Some of them just start with a few parameters about frame size and frame rate and whether they are black and white or color, and then have nothing but a continuous sequence of pixel values that can be read one frame at a time and displayed without decompression or decoding. Or the values might be stored as YCrCb instead of RGB, to the same effect. Or the pixels might be RGBG (<https://en.wikipedia.org/wiki/Bayer_filter Bayer filter>). As long as the encoder and decoder agree, the details of how the pixels are stored uncompressed do not matter much.
Modern video files like .avi are really "container files", which are ways to store and index a bunch of chunks, with each chunk including information about what kind of chunk it is and the chunk size. A file like a .avi can include a number of different kinds of chunks, including chunks for subtitles, chunks for audio, chunks for video, chunks for video at a different resolution (think Blue Ray or DVD that has to be able to handle multiple resolution demands.) Generally these days, the content of each chunks is typically given by some other standards organization -- so, for example, it would be generally be valid (but not typical) for a video file to represent frames as a series of .jpeg Files copied in without change.
(In turn, .jpeg files are internally represented as a series of chunks, with the representation of the chunks given by the JFIF format; the DCT components are one of the possible chunks within that file, and there is a standard about how those are stored that is not actually the same thing as the JFIF format commonly known as .jpeg files. The standard for representing DCT blocks gets re-used in other standards.)
The decoder looks for chunks identified as kinds of video that it prefers or at least knows how to decode, and ignores the rest.
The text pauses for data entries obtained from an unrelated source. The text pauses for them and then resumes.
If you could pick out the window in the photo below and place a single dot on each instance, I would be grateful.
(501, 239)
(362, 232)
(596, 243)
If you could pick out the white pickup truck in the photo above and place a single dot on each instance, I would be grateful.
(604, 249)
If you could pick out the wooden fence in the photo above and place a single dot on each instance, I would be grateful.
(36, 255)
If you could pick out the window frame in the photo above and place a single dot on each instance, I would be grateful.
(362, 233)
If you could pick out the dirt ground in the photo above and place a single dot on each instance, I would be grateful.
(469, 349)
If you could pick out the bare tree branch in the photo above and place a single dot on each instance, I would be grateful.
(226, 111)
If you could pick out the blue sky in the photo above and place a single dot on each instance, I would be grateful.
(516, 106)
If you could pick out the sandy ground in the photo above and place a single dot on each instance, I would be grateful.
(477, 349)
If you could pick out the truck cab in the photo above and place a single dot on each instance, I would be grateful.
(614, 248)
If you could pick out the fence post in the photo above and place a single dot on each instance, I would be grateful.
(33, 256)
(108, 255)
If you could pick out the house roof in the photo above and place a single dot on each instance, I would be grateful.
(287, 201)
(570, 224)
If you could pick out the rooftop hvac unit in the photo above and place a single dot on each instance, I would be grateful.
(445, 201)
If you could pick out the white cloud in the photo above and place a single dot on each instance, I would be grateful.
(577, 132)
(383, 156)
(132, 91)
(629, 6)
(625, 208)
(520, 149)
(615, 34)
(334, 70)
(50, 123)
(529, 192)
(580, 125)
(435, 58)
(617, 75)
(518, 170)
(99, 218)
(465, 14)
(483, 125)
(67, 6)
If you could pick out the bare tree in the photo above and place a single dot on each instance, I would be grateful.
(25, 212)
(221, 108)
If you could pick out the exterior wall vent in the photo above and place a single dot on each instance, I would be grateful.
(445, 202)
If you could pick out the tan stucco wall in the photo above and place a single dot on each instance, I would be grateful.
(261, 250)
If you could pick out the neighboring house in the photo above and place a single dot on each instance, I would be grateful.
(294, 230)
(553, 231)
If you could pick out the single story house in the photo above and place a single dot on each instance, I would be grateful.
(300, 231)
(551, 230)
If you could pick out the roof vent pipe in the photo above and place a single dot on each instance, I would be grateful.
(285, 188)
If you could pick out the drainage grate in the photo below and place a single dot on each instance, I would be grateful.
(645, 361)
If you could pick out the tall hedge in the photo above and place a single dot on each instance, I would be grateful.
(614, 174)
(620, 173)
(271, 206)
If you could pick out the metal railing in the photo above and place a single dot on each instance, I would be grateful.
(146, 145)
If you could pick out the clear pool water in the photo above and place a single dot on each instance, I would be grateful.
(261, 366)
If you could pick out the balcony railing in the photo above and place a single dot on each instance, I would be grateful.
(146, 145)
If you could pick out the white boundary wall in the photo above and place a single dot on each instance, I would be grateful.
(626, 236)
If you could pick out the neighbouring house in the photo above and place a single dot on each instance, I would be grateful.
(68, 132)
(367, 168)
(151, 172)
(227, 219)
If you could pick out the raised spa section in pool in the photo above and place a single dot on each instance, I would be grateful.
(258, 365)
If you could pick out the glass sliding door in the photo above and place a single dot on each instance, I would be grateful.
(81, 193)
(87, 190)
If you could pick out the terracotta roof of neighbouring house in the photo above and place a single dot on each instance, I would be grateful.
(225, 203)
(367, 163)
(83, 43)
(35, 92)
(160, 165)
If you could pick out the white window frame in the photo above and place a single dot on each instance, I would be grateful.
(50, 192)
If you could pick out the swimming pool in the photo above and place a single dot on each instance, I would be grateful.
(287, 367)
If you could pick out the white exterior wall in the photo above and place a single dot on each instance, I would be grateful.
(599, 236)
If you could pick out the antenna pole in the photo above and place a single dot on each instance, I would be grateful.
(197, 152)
One of the chunk formats for representing video is the standard H.264 / MPEG-4 which is "a block-oriented motion-compensation-based video compression standard. As of 2014 it is one of the most commonly used formats for the recording, compression, and distribution of video content". Notice that it is block oriented; a block is a portion of a frame where the block moves or changes together. H.264 and similar standards divide the raw video up into frames, and then have algorithms for figuring out how to efficiently encode the change between frames, and record that change in the data stream.
H.264 and the like have no concept of shots or scenes, just of frames and blocks within frames. When a video file such as .avi file is being created, it is possible that someone will also add chunks that identify "titles" and "chapters" and perhaps "scenes": those are not required, they are just nice to have to be able to present on menus.
H.264 and similar tend to encode into multiple kinds of frames: https://en.wikipedia.org/wiki/Video_compression_picture_types
- I‑frames are the least compressible but don't require other video frames to decode.
- P‑frames can use data from previous frames to decompress and are more compressible than I‑frames.
- B‑frames can use both previous and forward frames for data reference to get the highest amount of data compression.
Again, no "shot" or "scene" at all.
It is possible that there is a video format out there which does divide up into shots and scenes (or scenes and shots), but I cannot think of any such format in common use.